Es ist das Jahr 2012. Präsident Obama hat den sogenannten Dream Act erlassen, eine Verordnung, die Kindern wie Diego hilft. Auch wenn es keine völlige Legalisierung ist, so kann er dank der neuen Gesetze endlich eine Arbeitsgenehmigung bekommen, seinen Führerschein machen. Ein halbwegs normales Leben führen. Aber zunächst bleibt er vorsichtig. Was, wenn Obama verliert und Matt Romney ins Weiße Haus einzieht. Was passiert dann mit den Daten? Würde er nach all den Jahren vielleicht doch noch deportiert werden? Und seine Schwester und seine Mutter gleich mit? Er wartet ab. “Aber dann geschah irgendetwas in diesem Sommer. Ich konnte es einfach nicht mehr ertragen. Auf einer Pressekonferenz packte ich alles aus.”

Ein riesiger Befreiungsschlag. Die meisten seiner Freunde waren geschockt. Nicht über seine Herkunft, sondern darüber, dass er seine wahre Geschichte so lange vor ihnen verheimlicht hatte.

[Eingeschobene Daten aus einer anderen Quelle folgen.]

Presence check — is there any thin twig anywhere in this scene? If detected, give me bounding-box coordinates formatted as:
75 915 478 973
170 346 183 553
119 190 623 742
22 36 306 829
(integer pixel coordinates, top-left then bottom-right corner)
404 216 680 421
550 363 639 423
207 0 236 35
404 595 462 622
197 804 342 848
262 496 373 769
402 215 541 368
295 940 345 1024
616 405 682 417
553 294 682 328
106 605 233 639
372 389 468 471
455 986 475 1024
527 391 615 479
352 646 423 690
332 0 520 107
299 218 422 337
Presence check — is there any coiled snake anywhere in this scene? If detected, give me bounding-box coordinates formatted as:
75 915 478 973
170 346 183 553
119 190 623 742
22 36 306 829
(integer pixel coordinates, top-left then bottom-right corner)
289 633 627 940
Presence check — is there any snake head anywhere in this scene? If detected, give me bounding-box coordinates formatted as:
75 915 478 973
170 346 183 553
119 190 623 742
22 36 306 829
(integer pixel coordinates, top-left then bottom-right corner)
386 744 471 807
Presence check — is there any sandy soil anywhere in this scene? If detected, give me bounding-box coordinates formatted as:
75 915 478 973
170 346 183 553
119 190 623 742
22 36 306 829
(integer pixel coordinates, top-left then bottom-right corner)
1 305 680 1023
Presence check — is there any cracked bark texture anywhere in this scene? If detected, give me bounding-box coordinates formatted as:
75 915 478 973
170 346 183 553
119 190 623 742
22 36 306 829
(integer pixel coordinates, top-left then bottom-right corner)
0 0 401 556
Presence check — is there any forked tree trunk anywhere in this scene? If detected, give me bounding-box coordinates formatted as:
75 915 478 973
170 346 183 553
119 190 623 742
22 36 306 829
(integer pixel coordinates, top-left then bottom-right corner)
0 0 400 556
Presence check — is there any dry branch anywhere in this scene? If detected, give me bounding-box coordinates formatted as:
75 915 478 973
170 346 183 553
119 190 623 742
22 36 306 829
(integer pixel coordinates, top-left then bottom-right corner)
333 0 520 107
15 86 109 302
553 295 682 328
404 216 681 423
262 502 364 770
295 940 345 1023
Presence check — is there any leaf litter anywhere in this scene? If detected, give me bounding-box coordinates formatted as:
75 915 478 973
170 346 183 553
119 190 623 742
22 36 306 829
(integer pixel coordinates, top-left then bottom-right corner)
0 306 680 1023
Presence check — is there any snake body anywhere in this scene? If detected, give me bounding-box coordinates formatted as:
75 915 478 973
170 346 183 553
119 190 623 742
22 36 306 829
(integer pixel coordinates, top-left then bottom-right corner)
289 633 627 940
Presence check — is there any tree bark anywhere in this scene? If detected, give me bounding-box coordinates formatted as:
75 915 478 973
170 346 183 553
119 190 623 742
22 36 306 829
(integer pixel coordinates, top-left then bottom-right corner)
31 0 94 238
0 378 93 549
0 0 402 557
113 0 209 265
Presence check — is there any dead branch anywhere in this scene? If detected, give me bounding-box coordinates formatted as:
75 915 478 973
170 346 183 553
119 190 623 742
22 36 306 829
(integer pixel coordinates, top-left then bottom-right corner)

“Mein coming out hat gab mir so viel Energie. Ich habe mich unglaublich befreit gefühlt.

Schwamm als Kind illegal in die USA: Diego Mancha

Kofferpacken, falls Trump gewinnt

Jetzt, wo Diego Mancha seine Geschichte nicht mehr verheimlicht, kann er sich um Stipendien bewerben. Organisationen wie The Dream.US helfen ihm, seine College-Gebühren zu bezahlen. Dank Obamas Initiative kann er arbeiten, Geld verdienen und seine Mutter entlasten.

Ist er angekommen? Fühlt er sich als Amerikaner? “Mit diesem Bekenntnis habe ich ein Problem. Ich bin dagegen, dass man sich assimilieren muss. Jeder sollte in der Lage sein, seine eigene Kultur zu behalten.”

In zwei Monaten wird Diego seinen College Abschluss machen. Dann zwei Jahre arbeiten, um sich damit den Traum zu erfüllen, auf die Uni zu gehen. “Ich werde der erste in meiner Familie sein, der einen Doktor-Titel haben wird.”

Zweifel dass er es nicht schaffen könnte, hat Diego Mancha keine. Einen Unsicherheitsfaktor aber gibt es. “Ich plane schon was ich machen werde, wenn
Donald Trump zum Präsidenten gewählt wird. Ich überlege nur noch, ob ich nach Mexiko oder Kanada gehen sollte.” Wäre es nicht hart, die USA zu verlassen? “Ich bin hier, wenn sie mich hier wollen. Ich habe noch immer keine Rechte. Irgendwie ist die Flucht nie zu Ende.”